Hamsterkäufe

Deutschland muss sich im globalen Handel hinten anstellen

Die Industrie boomt. Viele Unternehmen weltweit hamstern Rohstoffe und Vorprodukte. Einer Studie des Kreditversicherers Euler Hermes zufolge haben deutsche Firmen dabei oft das Nachsehen.

Deutschland muss sich im globalen Handel hinten anstellen

Der konjunkturelle Boom nach der Corona-Rezession führt weltweit zu Hamsterkäufen der Unternehmen. Dabei haben europäische und vor allem deutsche Unternehmen oft das Nachsehen, während die USA im Rennen um die heiß begehrten Zulieferungen die Nase vorn haben.

Das ist das Ergebnis einer Welthandelsstudie des Kreditversicherers Euler Hermes.

Erklärt wird das Missverhältnis mit der ungleichzeitigen Erholung von den Folgen der Lockdowns. Die US-Konjunktur kam im laufenden Jahr deutlich früher und kraftvoller wieder in Gang als in Europa. Die Folge: Warenlieferungen aus China in die USA nähmen derzeit um rund 30 % zu, nach Europa hingegen nur um etwa 10 %.

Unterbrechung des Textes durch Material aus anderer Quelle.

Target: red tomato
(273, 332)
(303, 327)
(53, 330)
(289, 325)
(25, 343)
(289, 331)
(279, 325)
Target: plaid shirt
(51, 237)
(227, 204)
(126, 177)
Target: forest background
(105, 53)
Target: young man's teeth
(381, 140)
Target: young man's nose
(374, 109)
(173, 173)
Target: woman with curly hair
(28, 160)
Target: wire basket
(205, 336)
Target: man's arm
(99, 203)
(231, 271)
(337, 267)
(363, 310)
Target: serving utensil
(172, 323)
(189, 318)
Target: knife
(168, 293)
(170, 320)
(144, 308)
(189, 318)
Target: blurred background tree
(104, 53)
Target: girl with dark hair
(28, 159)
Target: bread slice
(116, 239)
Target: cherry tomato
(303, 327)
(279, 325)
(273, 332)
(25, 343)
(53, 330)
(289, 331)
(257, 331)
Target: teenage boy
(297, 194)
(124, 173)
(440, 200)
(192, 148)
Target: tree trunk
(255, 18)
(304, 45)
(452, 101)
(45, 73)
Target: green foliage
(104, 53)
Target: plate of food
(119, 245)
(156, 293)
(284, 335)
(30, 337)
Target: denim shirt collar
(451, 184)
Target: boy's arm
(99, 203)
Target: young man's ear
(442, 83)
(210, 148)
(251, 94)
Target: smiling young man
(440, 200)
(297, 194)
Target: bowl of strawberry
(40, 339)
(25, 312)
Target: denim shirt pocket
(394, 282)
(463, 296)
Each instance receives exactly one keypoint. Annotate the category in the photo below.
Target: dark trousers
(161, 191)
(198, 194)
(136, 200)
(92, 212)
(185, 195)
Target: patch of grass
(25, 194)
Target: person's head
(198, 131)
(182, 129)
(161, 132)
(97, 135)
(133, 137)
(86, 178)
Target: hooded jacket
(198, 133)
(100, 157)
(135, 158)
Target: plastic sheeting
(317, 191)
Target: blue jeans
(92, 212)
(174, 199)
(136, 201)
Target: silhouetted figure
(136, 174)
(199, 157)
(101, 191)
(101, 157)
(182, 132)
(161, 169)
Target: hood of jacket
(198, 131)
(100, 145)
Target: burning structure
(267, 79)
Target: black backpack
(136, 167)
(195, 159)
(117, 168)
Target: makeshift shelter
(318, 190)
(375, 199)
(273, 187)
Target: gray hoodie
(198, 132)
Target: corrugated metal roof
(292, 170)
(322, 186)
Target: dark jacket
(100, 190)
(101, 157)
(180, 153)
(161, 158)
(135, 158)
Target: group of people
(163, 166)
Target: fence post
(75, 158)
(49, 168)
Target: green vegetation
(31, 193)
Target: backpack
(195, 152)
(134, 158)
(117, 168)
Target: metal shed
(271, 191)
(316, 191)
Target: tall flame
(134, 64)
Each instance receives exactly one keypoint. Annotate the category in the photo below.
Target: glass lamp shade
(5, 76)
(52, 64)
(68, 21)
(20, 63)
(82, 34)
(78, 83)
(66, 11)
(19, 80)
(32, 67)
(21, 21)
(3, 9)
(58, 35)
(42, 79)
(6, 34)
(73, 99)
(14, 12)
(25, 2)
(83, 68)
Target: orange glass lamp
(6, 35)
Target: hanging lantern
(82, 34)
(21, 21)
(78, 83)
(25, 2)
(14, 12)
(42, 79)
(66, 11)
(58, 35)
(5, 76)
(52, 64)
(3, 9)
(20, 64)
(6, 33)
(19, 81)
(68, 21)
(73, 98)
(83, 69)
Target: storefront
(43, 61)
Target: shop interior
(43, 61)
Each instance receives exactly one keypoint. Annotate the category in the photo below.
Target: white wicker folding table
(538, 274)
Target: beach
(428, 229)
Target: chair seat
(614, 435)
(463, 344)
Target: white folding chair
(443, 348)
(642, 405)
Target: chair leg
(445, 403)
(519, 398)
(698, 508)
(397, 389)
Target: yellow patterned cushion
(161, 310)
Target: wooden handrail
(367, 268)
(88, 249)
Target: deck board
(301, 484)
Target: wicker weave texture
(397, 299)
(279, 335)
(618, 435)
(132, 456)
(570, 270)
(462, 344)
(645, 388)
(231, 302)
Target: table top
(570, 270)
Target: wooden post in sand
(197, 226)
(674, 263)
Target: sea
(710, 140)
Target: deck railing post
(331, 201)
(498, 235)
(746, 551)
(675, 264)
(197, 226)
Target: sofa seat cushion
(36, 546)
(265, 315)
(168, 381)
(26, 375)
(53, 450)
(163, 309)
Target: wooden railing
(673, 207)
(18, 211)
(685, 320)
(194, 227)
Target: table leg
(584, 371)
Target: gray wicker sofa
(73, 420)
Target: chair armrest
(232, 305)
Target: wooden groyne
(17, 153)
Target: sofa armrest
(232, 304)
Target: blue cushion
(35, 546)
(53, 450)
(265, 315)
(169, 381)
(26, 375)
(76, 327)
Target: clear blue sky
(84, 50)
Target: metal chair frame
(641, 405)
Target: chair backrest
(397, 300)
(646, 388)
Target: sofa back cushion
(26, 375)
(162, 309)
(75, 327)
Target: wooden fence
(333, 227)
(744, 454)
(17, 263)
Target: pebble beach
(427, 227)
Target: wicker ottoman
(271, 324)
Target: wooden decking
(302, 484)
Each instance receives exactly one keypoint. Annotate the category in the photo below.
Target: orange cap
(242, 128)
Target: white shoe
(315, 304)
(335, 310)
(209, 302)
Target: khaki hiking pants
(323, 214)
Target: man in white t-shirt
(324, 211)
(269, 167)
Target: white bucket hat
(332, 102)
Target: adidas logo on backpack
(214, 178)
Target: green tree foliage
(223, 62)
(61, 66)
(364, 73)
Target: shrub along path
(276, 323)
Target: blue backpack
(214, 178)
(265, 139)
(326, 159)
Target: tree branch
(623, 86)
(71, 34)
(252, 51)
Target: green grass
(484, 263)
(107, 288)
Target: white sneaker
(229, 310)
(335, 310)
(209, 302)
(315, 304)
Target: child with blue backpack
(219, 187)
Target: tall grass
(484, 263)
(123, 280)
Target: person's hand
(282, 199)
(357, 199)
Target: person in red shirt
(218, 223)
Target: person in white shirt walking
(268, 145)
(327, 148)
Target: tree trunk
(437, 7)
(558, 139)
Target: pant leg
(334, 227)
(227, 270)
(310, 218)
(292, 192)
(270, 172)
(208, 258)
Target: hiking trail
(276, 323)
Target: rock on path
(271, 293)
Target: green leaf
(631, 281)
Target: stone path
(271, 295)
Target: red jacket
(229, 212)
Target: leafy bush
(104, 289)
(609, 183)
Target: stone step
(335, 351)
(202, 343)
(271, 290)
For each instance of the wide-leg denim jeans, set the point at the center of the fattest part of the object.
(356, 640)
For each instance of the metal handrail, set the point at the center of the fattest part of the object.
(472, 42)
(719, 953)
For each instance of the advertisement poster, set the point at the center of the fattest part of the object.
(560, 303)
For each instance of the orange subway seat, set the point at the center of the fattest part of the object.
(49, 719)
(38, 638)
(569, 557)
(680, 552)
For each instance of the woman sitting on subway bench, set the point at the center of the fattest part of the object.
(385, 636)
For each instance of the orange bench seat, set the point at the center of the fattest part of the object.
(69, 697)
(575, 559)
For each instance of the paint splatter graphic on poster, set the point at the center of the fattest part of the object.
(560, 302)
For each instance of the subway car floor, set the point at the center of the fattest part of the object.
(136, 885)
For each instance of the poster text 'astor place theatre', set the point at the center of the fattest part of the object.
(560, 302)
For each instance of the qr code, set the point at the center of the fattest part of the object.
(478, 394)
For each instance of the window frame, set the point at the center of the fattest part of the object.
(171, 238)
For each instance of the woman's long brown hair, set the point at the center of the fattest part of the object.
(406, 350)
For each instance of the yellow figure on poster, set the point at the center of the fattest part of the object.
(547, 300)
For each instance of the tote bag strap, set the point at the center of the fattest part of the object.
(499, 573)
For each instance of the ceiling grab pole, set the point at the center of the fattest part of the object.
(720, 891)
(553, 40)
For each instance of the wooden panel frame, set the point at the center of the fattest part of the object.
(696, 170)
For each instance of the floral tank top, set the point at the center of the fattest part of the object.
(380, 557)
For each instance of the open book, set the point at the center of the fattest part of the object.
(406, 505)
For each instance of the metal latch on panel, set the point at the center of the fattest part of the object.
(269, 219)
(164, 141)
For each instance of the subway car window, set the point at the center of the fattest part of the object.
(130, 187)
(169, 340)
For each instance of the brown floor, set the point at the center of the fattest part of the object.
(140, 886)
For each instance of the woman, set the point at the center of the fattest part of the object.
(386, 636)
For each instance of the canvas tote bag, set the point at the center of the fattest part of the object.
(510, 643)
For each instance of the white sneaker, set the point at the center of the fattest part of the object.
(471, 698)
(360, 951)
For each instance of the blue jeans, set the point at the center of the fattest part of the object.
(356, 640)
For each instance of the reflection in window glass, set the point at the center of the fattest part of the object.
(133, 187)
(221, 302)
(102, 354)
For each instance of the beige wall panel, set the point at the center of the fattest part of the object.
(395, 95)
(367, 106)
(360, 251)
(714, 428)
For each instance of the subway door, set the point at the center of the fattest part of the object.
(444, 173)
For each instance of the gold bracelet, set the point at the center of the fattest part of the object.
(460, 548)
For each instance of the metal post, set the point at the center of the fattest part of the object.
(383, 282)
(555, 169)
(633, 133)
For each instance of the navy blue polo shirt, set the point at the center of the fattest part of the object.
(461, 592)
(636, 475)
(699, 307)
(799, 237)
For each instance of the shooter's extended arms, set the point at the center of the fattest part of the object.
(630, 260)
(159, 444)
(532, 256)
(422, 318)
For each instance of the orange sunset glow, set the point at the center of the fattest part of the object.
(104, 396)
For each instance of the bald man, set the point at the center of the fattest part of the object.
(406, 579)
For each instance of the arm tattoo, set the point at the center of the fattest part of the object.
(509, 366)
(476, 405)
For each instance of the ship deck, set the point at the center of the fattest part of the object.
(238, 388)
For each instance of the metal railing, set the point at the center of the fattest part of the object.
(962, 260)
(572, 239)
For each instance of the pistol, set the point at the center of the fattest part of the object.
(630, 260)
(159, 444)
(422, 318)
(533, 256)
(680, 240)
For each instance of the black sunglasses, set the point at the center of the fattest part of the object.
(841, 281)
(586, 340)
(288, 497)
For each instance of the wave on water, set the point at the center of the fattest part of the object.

“Hamsterkäufe sind aktuell in im globalen Handel”, sagte der Chef von Euler Hermes in Deutschland, Österreich und der Schweiz, Ron van het Hof. “Die USA haben im Rennen um die Waren dabei allerdings klar die Nase vorne – unter anderem aufgrund der früheren Wiedereröffnung.” Unternehmen versuchten überall händeringend, ihre Lagerbestände aufzufüllen. “Das ist aktuell allerdings kein Selbstläufer: Angesichts der anhaltenden Engpässe in der Versorgungskette, insbesondere bei den Schiffscontainern selbst, und den längsten Verspätungen seit einem Jahrzehnt steigen die Preise und damit Kosten des Welthandels im Galopp auf neue Rekordhöhen.” Die meisten europäischen Länder und insbesondere Deutschland hätten in dieser Lage Mühe, ihre ohnehin niedrigen Lagerbestände wieder aufzufüllen.

Der Studie der Allianz-Tochter zufolge hat sich der Welthandel im laufenden Jahr überraschend schnell und stark erholt. Für das Gesamtjahr rechnen die Volkswirte von Euler Hermes beim Volumen der weltweit gehandelten Waren und Dienstleistungen mit einem Plus von 7,7 %, nach 8 % Minus im Vorjahr. Wegen deutlicher Preiserhöhungen dürfte demnach der Handel dem Wert nach sogar um 15,9 % zulegen, nach einem Minus von 9,9 % 2020.

Der Einbruch bei Angebot und Nachfrage sei der Treiber hinter dem Einbruch des Welthandels 2020 gewesen, schrieben die Ökonomen. “Für den diesjährigen Anstieg des Werts der gehandelten Waren und Dienstleistungen macht die Normalisierung der Angebots- und Nachfragebedingungen allerdings nur etwa 15 % aus – die Aufstockung der Lagerbestände hingegen etwa 50 %.” Die knappen Schiffskapazitäten mit höheren Preisen machen demnach rund 35 % aus. Containerreedereien verlangen derzeit kräftig steigende Preise für globale Gütertransporte, die zu rund 90 % auf See abgewickelt werden. “Schiffskapazitäten dürften kurzfristig auch weiterhin knapp bleiben”, sagte van het Hof. “Gründe dafür sind neben dem regional sehr ungleichmäßigen Aufschwung die unzureichenden Investitionen der letzten Jahre in der Seeschifffahrt.” Weil Transportkapazitäten nicht kurzfristig aufgestockt werden können, rechnet er – wie auch Reedereien selbst – mit weiteren Engpässen bis ins Jahr 2022.